Sudan lived an incredible life that reads more like a Hollywood movie than the story of a wild animal. Born free in South Sudan in the early 1970s, Sudan was captured at just two years of age to be used as a zoo animal. He was transported to the Dvůr Králové Zoo in what is now the Czech Republic. Being torn away from his life in the wild was a tragedy in its own right, but being taken likely saved his life. Poachers decimated the species in the wild, and when the number of northern white rhinos dipped into the double digits he was moved to Kenya in the hopes of reviving the species.

Along with the only other two males of his kind, Sudan was the last hope for the species to get back on its feet. On a massive reserve surrounded by armed guards, the rhinos did their best to bolster their numbers. Ultimately, the trio of males couldn’t produce enough results to spark a resurgence, and when two of the males died in 2014 it was clear that things were headed in the wrong direction. In his final days, Sudan became ill to the point of being unable to walk, and ultimately had to be euthanized.

This would normally be the end of Sudan’s story, but his popularity has led to incredible advancements in artificial reproduction methods that could still save the species. Scientists collected genetic material from Sudan that could be used to create new offspring, but the technology isn’t quite ready yet.

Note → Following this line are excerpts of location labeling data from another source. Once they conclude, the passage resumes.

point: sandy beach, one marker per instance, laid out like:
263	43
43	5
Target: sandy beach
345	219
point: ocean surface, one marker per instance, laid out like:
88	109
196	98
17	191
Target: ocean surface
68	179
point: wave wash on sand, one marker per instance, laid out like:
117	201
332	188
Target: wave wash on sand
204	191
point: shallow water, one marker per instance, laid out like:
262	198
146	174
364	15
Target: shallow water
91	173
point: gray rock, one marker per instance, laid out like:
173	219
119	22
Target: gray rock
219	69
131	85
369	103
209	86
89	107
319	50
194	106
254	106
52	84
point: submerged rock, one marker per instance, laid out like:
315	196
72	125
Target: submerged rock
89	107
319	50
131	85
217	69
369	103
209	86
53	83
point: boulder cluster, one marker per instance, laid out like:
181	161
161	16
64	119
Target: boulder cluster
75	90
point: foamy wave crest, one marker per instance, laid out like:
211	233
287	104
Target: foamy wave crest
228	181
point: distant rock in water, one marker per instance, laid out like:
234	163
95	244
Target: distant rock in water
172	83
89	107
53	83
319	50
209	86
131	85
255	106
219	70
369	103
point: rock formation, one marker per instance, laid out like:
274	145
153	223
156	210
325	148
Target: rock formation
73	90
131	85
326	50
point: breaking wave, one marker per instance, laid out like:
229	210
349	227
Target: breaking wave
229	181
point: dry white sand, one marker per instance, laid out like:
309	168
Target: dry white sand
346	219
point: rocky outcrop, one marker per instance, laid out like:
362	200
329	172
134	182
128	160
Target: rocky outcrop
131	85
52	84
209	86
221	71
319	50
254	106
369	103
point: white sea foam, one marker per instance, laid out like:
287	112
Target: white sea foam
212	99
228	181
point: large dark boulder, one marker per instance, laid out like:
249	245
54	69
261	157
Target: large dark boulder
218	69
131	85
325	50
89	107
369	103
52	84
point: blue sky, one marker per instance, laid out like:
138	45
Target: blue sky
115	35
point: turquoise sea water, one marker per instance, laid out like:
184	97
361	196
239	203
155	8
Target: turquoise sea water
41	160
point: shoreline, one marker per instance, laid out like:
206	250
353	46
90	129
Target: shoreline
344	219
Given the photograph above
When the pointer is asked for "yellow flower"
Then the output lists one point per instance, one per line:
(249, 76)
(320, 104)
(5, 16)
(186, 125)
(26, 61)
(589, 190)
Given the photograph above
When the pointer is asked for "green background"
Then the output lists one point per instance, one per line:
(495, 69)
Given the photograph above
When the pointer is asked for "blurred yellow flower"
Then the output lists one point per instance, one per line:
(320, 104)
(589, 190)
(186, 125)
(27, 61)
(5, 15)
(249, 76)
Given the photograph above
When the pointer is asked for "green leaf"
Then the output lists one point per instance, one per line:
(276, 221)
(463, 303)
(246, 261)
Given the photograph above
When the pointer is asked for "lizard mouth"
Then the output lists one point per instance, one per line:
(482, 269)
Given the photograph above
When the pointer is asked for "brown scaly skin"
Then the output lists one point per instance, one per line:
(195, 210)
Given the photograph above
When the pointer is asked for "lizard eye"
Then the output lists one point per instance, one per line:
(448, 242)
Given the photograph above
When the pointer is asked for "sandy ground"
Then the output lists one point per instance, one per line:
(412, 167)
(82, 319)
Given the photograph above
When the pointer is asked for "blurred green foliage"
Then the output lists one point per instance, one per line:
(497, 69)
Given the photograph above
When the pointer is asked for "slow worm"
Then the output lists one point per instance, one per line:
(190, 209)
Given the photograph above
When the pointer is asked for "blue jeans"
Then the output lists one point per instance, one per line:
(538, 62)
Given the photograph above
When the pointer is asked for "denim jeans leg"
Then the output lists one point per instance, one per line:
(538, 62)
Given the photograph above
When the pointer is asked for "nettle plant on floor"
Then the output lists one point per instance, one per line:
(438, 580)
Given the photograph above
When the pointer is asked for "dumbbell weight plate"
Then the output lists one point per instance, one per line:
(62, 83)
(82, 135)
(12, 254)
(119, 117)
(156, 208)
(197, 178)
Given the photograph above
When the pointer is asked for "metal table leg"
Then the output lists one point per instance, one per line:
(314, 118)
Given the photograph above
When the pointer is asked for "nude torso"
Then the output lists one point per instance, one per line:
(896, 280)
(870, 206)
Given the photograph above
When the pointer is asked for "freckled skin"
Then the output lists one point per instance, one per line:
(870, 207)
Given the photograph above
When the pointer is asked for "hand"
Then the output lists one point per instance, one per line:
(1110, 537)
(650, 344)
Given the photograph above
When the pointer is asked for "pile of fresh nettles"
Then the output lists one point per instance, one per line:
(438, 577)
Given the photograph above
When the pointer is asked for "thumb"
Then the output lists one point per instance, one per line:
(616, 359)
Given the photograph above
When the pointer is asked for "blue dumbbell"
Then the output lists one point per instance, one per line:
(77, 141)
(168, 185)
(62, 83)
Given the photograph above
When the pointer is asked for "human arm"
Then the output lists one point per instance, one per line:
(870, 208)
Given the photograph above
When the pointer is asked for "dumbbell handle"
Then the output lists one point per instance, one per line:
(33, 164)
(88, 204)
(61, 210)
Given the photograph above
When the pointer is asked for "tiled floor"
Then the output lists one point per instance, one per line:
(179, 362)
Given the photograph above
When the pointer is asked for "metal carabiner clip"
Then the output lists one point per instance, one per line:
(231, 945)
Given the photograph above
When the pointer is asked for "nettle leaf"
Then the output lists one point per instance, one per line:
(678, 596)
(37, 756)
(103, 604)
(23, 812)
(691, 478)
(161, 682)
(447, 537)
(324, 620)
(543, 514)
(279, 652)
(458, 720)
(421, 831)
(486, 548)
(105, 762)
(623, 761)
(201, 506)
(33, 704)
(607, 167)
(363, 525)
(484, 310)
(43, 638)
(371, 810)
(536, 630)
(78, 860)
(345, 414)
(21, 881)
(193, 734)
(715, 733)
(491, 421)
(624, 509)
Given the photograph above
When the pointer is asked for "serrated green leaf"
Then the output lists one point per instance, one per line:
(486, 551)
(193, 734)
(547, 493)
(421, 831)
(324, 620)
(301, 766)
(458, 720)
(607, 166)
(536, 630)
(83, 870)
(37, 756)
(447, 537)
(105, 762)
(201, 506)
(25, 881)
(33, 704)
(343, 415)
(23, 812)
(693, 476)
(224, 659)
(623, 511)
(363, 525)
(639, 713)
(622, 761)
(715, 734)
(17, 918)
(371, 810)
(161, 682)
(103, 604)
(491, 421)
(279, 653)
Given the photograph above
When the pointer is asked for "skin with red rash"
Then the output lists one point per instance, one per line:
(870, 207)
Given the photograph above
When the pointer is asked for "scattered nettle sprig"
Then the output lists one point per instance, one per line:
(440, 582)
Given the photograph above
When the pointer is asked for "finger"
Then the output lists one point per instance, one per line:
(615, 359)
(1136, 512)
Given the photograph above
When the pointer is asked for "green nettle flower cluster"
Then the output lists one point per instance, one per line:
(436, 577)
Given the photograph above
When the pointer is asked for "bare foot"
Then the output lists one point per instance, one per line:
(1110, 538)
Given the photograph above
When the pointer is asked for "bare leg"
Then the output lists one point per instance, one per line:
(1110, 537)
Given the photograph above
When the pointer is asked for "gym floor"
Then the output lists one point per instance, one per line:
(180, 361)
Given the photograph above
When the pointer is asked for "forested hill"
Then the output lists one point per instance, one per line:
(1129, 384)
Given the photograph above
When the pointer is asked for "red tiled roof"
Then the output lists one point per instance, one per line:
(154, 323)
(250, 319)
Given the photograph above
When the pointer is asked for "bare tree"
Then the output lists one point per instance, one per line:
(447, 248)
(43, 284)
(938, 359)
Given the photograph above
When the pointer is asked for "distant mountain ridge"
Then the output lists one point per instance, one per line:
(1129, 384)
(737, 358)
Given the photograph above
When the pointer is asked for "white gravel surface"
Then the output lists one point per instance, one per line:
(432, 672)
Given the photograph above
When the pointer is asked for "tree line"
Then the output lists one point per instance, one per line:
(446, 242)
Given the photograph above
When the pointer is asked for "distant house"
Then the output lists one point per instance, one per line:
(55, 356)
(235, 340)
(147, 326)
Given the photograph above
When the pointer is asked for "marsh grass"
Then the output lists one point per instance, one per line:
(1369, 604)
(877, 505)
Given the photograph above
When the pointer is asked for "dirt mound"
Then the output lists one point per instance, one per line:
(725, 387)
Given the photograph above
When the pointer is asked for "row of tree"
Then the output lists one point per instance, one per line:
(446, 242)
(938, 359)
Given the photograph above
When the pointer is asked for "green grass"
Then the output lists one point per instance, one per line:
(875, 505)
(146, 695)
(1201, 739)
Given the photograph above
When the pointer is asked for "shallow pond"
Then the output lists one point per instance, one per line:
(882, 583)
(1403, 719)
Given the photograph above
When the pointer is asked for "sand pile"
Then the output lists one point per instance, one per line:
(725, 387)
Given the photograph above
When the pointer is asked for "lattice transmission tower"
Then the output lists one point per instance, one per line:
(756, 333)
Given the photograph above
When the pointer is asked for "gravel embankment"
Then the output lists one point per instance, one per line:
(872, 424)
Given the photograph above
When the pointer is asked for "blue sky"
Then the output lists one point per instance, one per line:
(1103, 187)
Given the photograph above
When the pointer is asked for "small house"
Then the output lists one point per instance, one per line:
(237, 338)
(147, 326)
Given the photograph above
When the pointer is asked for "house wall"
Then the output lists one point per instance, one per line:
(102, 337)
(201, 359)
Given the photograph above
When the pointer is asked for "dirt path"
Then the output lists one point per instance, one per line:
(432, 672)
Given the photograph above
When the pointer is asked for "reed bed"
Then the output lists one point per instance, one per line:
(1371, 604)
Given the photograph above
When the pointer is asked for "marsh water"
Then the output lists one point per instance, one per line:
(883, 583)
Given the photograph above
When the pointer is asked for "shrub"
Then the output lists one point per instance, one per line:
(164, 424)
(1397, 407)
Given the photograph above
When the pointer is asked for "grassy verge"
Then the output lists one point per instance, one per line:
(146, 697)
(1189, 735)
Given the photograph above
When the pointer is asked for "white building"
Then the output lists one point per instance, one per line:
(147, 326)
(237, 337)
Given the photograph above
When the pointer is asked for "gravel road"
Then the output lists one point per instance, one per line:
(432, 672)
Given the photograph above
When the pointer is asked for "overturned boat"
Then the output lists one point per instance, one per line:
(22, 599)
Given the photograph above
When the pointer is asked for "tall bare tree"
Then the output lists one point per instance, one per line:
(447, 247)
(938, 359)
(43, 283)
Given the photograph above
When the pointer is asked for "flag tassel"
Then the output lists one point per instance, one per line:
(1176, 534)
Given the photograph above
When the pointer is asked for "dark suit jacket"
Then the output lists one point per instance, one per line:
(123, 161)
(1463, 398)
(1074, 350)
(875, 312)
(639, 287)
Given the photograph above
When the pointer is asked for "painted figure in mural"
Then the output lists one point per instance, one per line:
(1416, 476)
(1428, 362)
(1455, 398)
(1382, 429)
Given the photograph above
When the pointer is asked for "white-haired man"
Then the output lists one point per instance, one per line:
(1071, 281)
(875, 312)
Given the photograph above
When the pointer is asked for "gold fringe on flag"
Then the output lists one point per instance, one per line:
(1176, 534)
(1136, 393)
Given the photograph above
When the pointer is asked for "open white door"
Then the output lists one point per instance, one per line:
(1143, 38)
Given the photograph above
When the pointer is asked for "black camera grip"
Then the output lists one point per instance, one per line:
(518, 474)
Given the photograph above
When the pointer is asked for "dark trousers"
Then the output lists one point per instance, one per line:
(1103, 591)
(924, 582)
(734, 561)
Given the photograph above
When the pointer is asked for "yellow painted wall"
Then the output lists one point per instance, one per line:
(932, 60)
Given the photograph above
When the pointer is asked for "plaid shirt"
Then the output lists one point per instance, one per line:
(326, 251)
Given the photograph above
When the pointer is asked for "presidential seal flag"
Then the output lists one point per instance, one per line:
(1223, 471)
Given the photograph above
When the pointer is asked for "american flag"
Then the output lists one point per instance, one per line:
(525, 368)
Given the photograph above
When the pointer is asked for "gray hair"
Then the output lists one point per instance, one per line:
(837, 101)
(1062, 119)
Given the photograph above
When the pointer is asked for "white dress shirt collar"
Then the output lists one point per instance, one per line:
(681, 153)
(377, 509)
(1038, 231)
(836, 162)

Conservationists hope that, eventually, Sudan could still yield additional offspring despite his passing. If the efforts prove successful, Sudan could be the ultimate savior of his entire species, even after his death.

The Ol Pejeta Conservancy has posted a touching tribute to Sudan on its website, which is most definitely worth a read. The group is also accepting donations to help push the reproduction efforts forward in the hopes of one day getting the species back on its feet.